Aliya İzzetbegoviç Şahsiyeti Ve Eğitim Anlayışı Paneli Düzenlendi

Adıyaman’ın Kahta İlçesinde Eğitimle Diriliş Derneği tarafından düzenlenen "Aliya İzzetbegoviç’in Şahsiyeti ve Eğitim Anlayışı” konulu panel düzenlendi.

Aliya İzzetbegoviç Şahsiyeti Ve Eğitim Anlayışı Paneli Düzenlendi
Eğitimle Diriliş Derneği Konferans Salonunda gerçekleşen panele Kahta Devlet Hastanesi Başhakim Yardımcısı Dr. Ferit Ünal, İlçe Milli Eğitim Şube Müdürü İsmail Öner, çok sayıda eğitimci ve vatandaşlar katıldı.

Panel yöneticisi Eğitimci Mustafa Arı, programın başlangıcında Eğitimle Diriliş Derneği’nin çalışmaları hakkında kısa bilgiler verdi.
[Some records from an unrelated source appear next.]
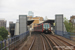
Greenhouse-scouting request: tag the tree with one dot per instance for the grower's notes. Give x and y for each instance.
(3, 32)
(68, 25)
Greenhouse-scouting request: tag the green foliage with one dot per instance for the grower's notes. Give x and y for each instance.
(68, 25)
(3, 32)
(1, 38)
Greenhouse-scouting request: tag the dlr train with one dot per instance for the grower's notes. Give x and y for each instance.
(44, 27)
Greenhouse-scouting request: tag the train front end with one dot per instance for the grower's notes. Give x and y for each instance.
(46, 28)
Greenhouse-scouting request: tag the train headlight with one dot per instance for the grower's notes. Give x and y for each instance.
(48, 29)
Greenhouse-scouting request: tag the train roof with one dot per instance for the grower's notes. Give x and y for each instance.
(29, 22)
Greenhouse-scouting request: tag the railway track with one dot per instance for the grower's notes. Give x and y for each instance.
(68, 44)
(50, 42)
(37, 44)
(61, 43)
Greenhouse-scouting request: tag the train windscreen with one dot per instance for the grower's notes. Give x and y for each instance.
(46, 26)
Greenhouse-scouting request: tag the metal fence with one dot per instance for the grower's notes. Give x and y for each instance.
(67, 35)
(12, 43)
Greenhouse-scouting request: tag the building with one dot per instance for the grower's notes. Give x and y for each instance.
(37, 20)
(29, 17)
(30, 13)
(2, 23)
(72, 19)
(11, 28)
(22, 24)
(17, 28)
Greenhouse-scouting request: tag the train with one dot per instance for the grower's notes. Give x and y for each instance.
(44, 27)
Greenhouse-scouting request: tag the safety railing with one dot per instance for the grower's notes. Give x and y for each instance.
(12, 43)
(68, 35)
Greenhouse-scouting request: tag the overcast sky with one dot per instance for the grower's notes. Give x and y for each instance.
(10, 9)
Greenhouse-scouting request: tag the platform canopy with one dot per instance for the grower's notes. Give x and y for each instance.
(51, 21)
(29, 22)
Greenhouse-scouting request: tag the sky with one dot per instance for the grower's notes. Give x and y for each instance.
(11, 9)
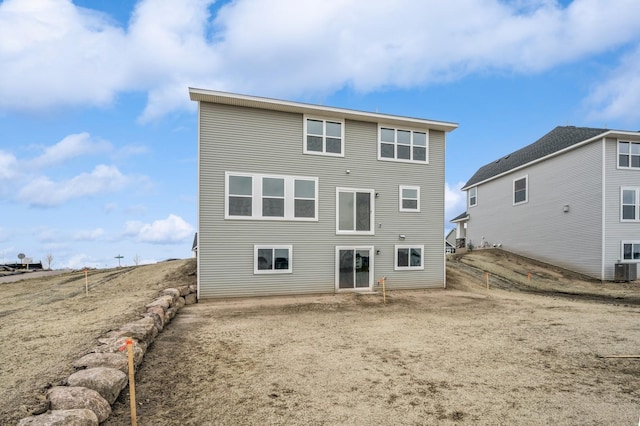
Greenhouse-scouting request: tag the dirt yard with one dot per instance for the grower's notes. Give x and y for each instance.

Aliya İzzetbegoviç’in Şahsiyeti ve Hayatı ile ilgili sunum yapan Eğitimci Kasım Sarı, Aliya İzzetbegoviç’in bir sunumla anlatılamayacak kadar değerli bir şahsiyet olduğunu söyledi.

Eğitimci Kasım Sarı, “Aliya İzzetbegoviç, hiçbir zaman kimseyi muhalif olduğu için yada kendi siyasetine karşı bir başka siyaset geliştirdiği için yargılamazdı. Olabildiğince eleştiriye açık, kendi kendini eleştiriyor, başkalarının eleştirmesini istiyor. Böyle orijinal bir yapıya sahipti. Öyle insanlar vardır ki İslam adına yada başka bir hususta bir görüş ortaya koyar ve sonra kendi ortaya koyduğu görüşe tapınmaya başlar. Yani artık kendisi için bir tabu olur o. Oysa bu Allah’tan gelmiş gibi algılar. Ve böyle düşünmeyenleri de öylesiye yargılar. Ama Aliya’da böyle bir şey yok. Arkadaşlarıyla görüşüp bir parti kurmaya çalışırlar ve Demokratik Eylem Partisi’ni (SDA) kurar. SDA’yı arkadaşlarıyla beraber kurar ama doğal başkan kendisidir zaten. Arkadaşları onu öyle görür. Ama kendiside bu durumdan hoşnut değildir. Kendi kendine şu soruyu sorar, ben bu toplumun en iyisi isem acaba diğerlerinin durumu nasıl. Ardından hüzünlü bir ses ile iyiler daha önce öldüler. Bu işkenceyi çekmekte bize kaldı. Biz bu işkenceyi çekmek zorunda kalıyoruz. İyiler geçmiş zamanlarda öldüler” dedi.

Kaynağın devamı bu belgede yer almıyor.